Setting the glossref-s to print=”yes” ensures that the individual glossentry topics will be visible in PDF output, with the result from the default DITA-OT looking like this:

They will not appear as part of table of contents when outputted to HTML from the DITA-OT, though the individual glossentry topics will still be there and available in the body content when a user wants to click on them.

If you set the glossref-s to print=”no”, the default DITA-OT behavior is different for the PDF output: not only do the individual glossentry topics not appear (which is to be expected), but the terms in the body content no longer link to their respective glossentry topics. If you are using abbreviated-form, the word or phrase being referenced will not appear, leaving the reader with a sentence without a subject.
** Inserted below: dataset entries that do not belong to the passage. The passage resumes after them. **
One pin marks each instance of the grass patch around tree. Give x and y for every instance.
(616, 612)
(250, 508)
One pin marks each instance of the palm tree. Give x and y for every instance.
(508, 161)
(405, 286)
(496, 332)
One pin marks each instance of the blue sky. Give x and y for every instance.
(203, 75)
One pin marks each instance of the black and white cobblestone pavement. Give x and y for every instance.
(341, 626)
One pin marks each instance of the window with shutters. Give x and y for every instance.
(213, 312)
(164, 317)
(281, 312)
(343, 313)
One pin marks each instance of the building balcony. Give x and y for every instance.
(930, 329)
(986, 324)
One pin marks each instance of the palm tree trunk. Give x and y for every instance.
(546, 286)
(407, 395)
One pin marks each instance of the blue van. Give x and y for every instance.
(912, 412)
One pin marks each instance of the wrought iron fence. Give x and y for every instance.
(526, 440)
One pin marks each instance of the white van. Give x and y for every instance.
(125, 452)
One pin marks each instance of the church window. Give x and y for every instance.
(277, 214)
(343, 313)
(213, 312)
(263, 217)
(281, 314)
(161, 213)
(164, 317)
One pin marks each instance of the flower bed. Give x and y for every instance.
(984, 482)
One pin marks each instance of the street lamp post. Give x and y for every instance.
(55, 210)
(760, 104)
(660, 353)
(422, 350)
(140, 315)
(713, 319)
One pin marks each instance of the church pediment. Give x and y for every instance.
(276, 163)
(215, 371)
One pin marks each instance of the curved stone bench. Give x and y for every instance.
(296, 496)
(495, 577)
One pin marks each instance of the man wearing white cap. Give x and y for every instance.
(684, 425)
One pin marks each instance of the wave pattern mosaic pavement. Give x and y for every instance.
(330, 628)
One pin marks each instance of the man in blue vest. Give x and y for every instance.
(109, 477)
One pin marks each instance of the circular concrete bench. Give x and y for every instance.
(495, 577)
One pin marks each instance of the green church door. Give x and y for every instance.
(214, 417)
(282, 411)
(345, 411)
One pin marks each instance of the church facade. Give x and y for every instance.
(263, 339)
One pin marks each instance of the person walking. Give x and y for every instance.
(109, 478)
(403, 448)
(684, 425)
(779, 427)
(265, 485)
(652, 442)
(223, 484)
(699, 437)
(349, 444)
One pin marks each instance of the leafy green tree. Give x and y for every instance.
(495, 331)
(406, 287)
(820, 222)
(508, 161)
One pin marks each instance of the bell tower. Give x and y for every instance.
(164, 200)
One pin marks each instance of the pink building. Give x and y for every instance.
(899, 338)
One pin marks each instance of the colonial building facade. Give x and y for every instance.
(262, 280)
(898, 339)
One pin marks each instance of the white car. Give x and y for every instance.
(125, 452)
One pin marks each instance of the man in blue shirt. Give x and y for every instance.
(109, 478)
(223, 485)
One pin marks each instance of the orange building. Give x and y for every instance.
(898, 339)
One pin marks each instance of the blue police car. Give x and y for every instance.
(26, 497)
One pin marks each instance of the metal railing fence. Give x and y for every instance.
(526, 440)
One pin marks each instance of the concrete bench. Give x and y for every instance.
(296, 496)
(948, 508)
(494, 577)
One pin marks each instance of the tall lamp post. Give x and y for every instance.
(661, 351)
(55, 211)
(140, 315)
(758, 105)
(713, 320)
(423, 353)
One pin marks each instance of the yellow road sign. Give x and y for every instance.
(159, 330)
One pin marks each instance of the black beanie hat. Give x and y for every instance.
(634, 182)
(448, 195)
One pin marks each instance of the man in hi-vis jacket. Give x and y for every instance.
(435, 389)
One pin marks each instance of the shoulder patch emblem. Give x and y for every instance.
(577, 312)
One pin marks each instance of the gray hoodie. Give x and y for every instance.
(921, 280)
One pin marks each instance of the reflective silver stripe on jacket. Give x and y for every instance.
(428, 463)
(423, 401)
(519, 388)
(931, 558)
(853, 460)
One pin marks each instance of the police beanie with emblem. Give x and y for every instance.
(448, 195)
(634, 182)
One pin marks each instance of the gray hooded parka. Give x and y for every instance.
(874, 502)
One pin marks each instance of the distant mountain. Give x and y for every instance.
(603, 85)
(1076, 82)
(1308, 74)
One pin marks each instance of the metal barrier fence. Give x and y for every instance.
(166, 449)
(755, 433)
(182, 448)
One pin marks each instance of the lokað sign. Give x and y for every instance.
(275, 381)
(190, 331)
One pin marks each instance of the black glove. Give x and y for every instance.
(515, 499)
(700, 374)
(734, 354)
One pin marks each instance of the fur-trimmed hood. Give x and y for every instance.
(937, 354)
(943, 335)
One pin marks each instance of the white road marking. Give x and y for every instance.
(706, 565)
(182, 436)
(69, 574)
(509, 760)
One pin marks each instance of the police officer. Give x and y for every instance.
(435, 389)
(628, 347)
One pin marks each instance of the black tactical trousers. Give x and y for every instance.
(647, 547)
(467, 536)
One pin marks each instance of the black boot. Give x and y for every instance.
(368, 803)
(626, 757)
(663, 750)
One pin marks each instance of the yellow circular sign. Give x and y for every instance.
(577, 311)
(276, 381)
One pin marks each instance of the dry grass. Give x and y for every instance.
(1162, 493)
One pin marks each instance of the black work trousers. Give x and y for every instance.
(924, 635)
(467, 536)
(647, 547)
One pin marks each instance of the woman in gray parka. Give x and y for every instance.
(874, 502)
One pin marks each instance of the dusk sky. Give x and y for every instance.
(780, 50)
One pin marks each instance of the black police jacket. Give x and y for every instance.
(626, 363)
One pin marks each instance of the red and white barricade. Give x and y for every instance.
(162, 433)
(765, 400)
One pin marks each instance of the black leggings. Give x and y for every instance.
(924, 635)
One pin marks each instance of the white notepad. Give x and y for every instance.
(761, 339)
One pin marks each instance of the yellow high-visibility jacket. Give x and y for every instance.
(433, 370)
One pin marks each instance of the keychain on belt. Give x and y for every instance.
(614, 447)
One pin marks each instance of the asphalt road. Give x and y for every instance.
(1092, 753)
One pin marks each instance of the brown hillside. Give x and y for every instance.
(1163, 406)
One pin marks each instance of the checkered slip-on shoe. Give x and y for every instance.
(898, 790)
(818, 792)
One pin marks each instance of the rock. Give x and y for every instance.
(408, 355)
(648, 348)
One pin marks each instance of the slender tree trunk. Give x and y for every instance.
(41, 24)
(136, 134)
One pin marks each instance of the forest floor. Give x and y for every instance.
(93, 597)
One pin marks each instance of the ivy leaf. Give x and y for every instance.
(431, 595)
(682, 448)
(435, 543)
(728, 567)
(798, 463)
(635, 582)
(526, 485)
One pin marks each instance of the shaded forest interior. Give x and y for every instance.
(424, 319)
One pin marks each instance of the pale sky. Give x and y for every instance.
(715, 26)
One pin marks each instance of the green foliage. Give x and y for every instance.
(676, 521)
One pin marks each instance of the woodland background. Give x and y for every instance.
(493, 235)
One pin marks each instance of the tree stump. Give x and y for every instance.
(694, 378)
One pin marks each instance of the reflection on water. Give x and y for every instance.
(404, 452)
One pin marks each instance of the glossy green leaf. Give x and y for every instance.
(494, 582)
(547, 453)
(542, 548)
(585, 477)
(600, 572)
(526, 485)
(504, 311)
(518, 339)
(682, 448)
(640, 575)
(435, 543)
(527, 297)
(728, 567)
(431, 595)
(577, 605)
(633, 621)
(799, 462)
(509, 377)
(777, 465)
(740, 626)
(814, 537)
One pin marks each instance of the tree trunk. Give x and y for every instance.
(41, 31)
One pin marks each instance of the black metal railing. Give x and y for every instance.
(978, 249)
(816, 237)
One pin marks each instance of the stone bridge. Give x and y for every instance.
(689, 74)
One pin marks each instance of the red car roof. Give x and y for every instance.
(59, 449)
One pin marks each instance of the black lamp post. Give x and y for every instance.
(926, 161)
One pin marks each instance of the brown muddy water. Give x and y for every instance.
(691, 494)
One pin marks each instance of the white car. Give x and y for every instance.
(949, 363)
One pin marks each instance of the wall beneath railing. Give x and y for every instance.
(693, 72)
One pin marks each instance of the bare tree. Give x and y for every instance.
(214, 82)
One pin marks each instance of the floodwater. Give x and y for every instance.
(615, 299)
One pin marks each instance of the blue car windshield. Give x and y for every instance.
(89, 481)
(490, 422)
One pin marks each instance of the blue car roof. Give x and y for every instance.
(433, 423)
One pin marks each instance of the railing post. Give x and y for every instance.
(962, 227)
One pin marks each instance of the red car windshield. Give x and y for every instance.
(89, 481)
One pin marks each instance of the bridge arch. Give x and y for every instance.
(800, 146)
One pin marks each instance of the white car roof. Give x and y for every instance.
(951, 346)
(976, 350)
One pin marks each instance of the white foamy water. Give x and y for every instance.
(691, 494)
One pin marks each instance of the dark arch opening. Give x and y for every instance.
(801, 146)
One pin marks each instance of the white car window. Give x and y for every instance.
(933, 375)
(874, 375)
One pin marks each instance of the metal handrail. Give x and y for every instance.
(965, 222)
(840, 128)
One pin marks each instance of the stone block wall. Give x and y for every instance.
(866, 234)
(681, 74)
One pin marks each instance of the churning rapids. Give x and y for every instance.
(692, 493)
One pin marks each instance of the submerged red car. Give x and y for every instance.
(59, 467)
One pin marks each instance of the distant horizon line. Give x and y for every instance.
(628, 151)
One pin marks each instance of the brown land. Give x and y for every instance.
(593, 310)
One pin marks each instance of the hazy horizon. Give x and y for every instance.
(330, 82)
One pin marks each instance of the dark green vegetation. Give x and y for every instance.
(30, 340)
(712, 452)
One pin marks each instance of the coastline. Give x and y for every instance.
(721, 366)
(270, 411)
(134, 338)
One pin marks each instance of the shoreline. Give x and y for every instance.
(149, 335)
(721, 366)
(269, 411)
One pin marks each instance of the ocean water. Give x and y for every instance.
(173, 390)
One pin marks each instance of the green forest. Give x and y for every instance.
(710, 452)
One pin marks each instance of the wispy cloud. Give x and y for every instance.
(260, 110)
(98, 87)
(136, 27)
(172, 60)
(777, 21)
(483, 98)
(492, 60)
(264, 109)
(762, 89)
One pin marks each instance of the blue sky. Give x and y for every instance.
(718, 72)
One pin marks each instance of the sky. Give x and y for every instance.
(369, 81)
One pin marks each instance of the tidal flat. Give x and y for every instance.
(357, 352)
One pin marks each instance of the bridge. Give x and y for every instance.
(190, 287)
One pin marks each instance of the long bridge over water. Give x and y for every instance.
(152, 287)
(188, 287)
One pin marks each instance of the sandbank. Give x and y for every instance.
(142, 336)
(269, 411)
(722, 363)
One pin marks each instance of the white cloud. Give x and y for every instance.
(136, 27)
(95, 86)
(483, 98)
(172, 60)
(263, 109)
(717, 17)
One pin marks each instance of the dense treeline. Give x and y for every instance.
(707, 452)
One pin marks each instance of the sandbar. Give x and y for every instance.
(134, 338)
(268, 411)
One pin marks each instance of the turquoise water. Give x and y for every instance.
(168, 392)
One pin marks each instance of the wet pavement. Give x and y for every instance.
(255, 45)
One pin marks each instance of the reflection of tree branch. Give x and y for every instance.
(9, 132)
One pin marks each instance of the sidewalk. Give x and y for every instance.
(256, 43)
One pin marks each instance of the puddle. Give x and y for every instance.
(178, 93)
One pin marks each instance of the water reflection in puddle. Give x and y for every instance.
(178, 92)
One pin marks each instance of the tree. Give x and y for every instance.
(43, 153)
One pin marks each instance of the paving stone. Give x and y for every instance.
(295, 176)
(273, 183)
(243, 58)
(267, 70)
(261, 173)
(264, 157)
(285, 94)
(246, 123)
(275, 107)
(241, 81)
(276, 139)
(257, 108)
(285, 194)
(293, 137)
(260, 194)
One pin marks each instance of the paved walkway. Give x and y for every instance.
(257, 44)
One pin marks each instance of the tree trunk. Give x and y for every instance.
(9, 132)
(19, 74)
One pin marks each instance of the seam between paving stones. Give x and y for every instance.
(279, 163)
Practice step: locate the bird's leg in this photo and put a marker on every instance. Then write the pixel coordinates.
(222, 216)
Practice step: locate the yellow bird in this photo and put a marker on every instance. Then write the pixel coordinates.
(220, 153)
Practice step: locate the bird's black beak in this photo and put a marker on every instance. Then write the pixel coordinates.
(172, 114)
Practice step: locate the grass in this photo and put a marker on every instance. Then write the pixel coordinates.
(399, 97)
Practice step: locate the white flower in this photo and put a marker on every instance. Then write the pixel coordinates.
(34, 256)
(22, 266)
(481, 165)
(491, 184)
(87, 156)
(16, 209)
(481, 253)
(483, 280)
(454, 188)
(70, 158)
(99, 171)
Interestingly enough, setting the glossref-s to print=”no” does not have the same effect on term elements when outputting to HTML using the DITA-OT, with the links and their targets appearing in the same way as when print=”yes”.

As you have seen there are a lot of interconnected parts in making a working glossary in DITA. To get a handle on how it all works, I recommend looking at the sample code I have put together on GitHub to see how all of the pieces work together.